En otra ocasión, otro de los soras, que contemplaba absortamente y como hechizado a un obrero que martillaba en el yunque de la forja, se puso a reír con alegría clara y retozona. El herrero le dijo:

—¿De qué te ríes, cholito? ¿Quieres trabajar conmigo?

—Sí. Yo quiero hacer así.

—No. Tú no sabes, hombre. Esto es muy difícil.

Pero el sora se empecinó en trabajar en la forja. Al fin, le consintieron y trabajó allí cuatro días seguidos, llegando a prestar efectiva ayuda a los mecánicos. Al quinto, al mediodía, el sora puso repentinamente a un lado los lingotes y se fue.

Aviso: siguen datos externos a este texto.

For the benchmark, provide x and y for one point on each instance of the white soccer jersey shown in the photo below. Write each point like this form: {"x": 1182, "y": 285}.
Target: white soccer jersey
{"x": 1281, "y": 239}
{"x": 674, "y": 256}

—Oye —le observaron—, ¿por qué te vas? Sigue trabajando.

—No —dijo el sora—. Ya no me gusta.

—Te van a pagar. Te van a pagar por tu trabajo. Sigue no más trabajando.

—No. Ya no quiero.

A los pocos días, vieron al mismo sora echando agua con un mate a una batea, donde lavaba trigo una muchacha. Después se ofreció a llevar la punta de un cordel en los socavones. Más tarde, cuando se empezó a cargar el mineral de la bocamina a la oficina de ensayos, el mismo sora estuvo llevando las parihuelas. El comerciante Marino, contratista de peones, le dijo un día:

—Ya veo que tú también estás trabajando. Muy bien, cholito, muy bien. ¿Quieres que te «socorra»? ¿Cuánto quieres?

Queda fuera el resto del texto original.